More crappy government standing in the way of a more affordable and comfortable life.

June 12, 2026 1:17 pm

‘Having first proposed the project in 2013, Williams Companies, a Tulsa-based firm, received federal approvals more than a decade ago. In 2016, the company sidelined the project after New York regulators denied a water-quality permit.’

Why haven’t the ‘New York regulators’ been taken to task for clearly mucking with Article I, Section 8, Clause 3 of the U.S. Constitution, granting Congress the power “to regulate Commerce with foreign Nations, and among the several States, and with the Indian Tribes”?

Is this because there is no person or entity within NE that has ‘standing’ to bring a suit against NY?

mleskovarsocalrrcom
June 12, 2026 2:16 pm

Unfortunately from a legal standpoint it’s far easier to stop an energy project involving fossil fuels or nuclear than it is to start and complete one using renewables. Almost all the federal district courts are packed with unelected Liberal judges (for life!) willing to do the Marxist bidding.

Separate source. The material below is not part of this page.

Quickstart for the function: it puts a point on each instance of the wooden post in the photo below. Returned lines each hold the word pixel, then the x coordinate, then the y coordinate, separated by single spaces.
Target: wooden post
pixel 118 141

Reply to  mleskovarsocalrrcom
June 12, 2026 3:40 pm

‘Almost all the federal district courts are packed with unelected Liberal judges (for life!) willing to do the Marxist bidding.’

“Jefferson and the Jeffersonians proclaimed for decades that if the day ever came when the federal government, through its judiciary, became the sole decision maker of what the limits of federal governmental powers would be, Americans would then live under a tyranny.”